At 9:47 AM, June 23, 2006, Blogger kjb434 said...

I really like the new of the addition congestion pricing on Toll Roads and the cooperation between TxDOT and HCTRA for expanded implementation of toll roads in TxDOT right of Way (can we say I-45 Gulf/North and US 290). I won't include US 59 southwest since the West Park, Fort Bend Extension, and US 90A upgrades will offer many alternatives to US 59.

I always believed Harris County was much more effieciently and competently run compared to the City of Houston. In regular dealings with both, Harris County is much more decisive and goal achieving.

 
At 8:33 PM, June 23, 2006, Blogger Max Concrete said...

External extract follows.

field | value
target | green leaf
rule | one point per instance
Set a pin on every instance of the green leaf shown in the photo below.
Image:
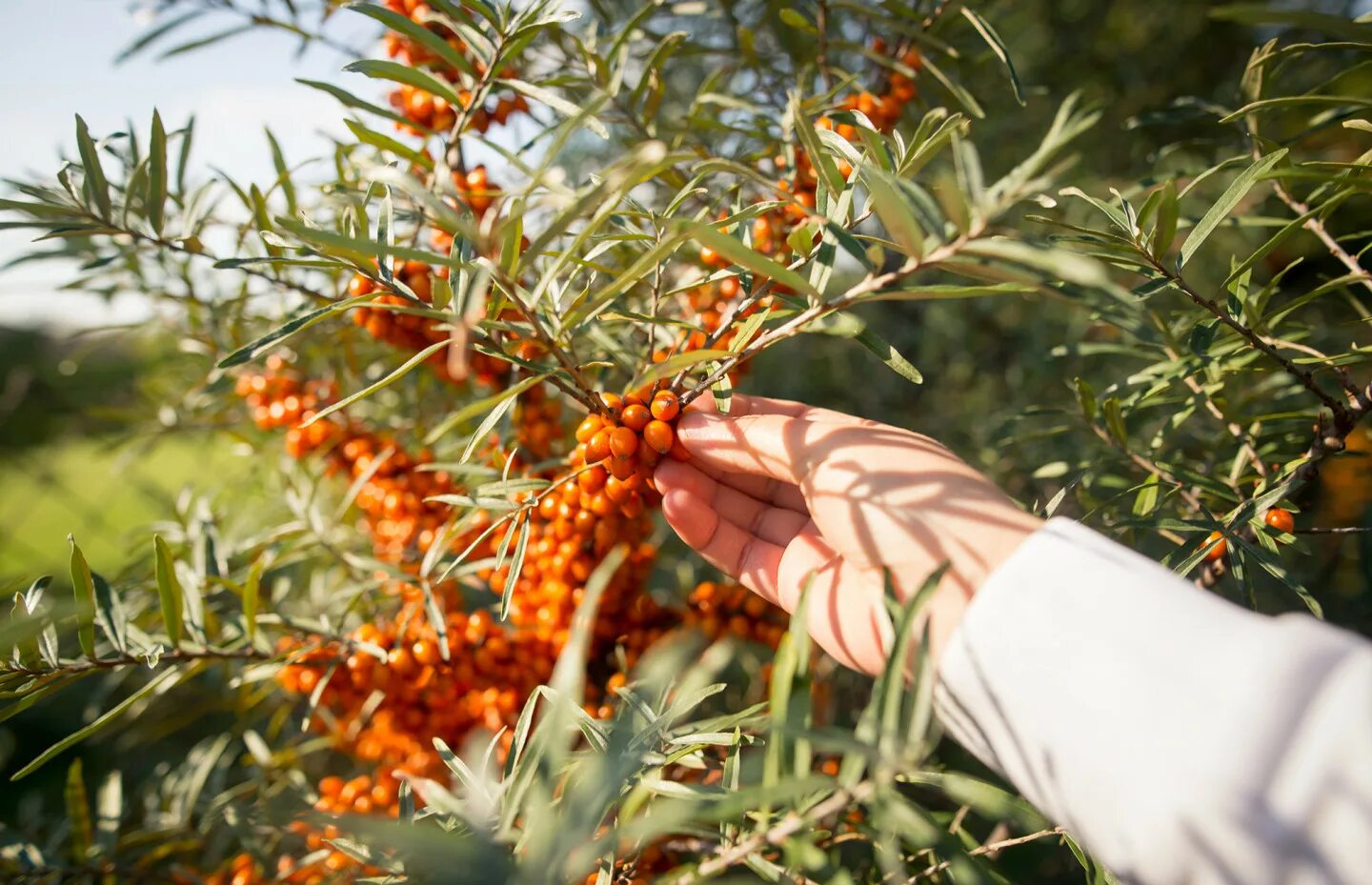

That's interesting on the optimism regarding reaching a deal with TxDOT. My perception is that the situation was getting worse in terms of TxDOT-HCTRA relations (or relations between TxDOT and anyone, for that matter), but it sounds like the sitation may have hope. TxDOT's policy these days is to rule with an iron fist which does not promote deals.

The Westpark Tollway idea, with two new reversible lanes, is very interesting and also probably will be needed in the near future. I think the capacity would be quickly used as far west Houston urbanizes. If in fact Metro builds the University Rail line on Richmond, I would like to see the two reversible lanes extended inside the loop to near Shepherd, where they could be merged into the newly widened section.

I am also very, very happy the decision was made not to lease or sell the toll roads.